Die Namen der zwölf bei den Februarkämpfen 1934 gefallenen bzw. hingerichteten Männer:

Josef Ahrer (25), hingerichtet am 17. Februar 1934

Hans Buchmayr (26), Gustav Hilber (25), Karl Hawlicek (49) - alle drei gefallen während eines Artilleriebeschusses am 13. Februar 1934.

Heinrich Maurer (19), am 14. Februar 1934 durch ein Fenster erschossen.

Rudolf Meierzedt (31), erschossen am 13. Februar 1934.

Alfred Predl, er erlag einem Schuss in die Halswirbel am 17. Februar 1934.

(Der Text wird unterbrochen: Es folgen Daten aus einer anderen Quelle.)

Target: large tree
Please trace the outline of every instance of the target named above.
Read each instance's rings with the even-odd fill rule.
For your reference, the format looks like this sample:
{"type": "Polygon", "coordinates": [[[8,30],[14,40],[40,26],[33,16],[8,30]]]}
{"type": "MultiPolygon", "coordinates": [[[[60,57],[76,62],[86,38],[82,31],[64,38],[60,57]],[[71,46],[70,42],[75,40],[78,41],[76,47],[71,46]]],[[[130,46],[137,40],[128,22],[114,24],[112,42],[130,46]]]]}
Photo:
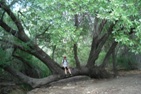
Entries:
{"type": "Polygon", "coordinates": [[[56,47],[65,43],[74,50],[74,76],[107,77],[105,67],[118,43],[139,52],[140,4],[138,0],[1,0],[1,30],[14,36],[14,40],[1,41],[12,45],[13,57],[16,50],[31,54],[41,60],[52,75],[35,79],[6,63],[0,64],[0,67],[33,88],[62,79],[64,71],[53,58],[56,47]],[[20,9],[16,11],[18,7],[20,9]],[[86,65],[81,66],[77,44],[86,36],[92,38],[91,42],[87,42],[91,46],[86,65]],[[97,66],[95,62],[100,52],[111,39],[113,41],[102,64],[97,66]],[[52,56],[41,48],[44,43],[53,48],[52,56]]]}

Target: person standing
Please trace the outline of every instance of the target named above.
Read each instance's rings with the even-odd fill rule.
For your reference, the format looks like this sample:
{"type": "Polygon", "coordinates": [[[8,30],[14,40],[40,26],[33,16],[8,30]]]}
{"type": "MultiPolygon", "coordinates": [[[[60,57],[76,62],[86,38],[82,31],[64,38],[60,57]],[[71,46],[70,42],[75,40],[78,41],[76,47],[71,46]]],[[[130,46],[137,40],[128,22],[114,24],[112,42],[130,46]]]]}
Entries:
{"type": "Polygon", "coordinates": [[[71,70],[70,70],[70,68],[68,66],[68,61],[67,61],[66,56],[64,56],[64,58],[62,60],[62,65],[64,67],[65,75],[68,76],[68,72],[69,72],[70,76],[72,76],[71,70]]]}

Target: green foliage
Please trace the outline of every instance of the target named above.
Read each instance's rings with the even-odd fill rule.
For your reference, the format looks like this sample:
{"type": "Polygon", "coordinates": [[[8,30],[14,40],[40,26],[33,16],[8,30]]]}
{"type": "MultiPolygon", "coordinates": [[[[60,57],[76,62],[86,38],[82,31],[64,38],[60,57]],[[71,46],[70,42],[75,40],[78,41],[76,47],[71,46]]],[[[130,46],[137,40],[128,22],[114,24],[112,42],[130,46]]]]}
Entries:
{"type": "Polygon", "coordinates": [[[128,54],[124,56],[119,56],[117,58],[118,69],[133,70],[138,69],[138,62],[134,55],[128,54]]]}

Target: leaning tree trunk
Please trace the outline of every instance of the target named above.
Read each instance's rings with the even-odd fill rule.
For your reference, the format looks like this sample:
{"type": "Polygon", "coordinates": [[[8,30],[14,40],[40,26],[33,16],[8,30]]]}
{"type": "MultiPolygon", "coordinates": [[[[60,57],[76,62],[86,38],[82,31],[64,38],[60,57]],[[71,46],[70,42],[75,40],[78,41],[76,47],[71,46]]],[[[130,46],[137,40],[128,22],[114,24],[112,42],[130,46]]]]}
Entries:
{"type": "Polygon", "coordinates": [[[17,37],[24,43],[27,43],[28,47],[30,48],[27,50],[28,53],[34,55],[38,59],[40,59],[43,63],[45,63],[48,68],[51,70],[53,74],[63,74],[63,70],[61,67],[52,60],[41,48],[38,47],[37,44],[32,42],[29,37],[25,34],[24,29],[20,21],[16,18],[14,13],[10,10],[10,8],[3,2],[0,2],[1,8],[7,12],[7,14],[10,16],[10,18],[13,20],[15,25],[17,26],[18,30],[13,30],[11,27],[9,27],[2,19],[0,19],[0,26],[8,33],[11,33],[13,36],[17,37]],[[39,54],[40,53],[40,54],[39,54]]]}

Ferdinand Pessl (42), er wurde am 13. Februar 1934 an der Christkindl-Leite erschossen. 

Alois Schöppl (40), erschossen aufgefunden am 13. Februar 1934 an der Taborleite.

Alois Seitlinger (47), er fiel im Kampf auf der Ennsleite am 13. Februar 1934.

Franz Valenta (52) erlitt einen Lungenschuss und starb am 1. Juli 1934.

Johann Weiss (49), starb nach einem Schuss in den Rücken in Linz am 14. Februar 1934.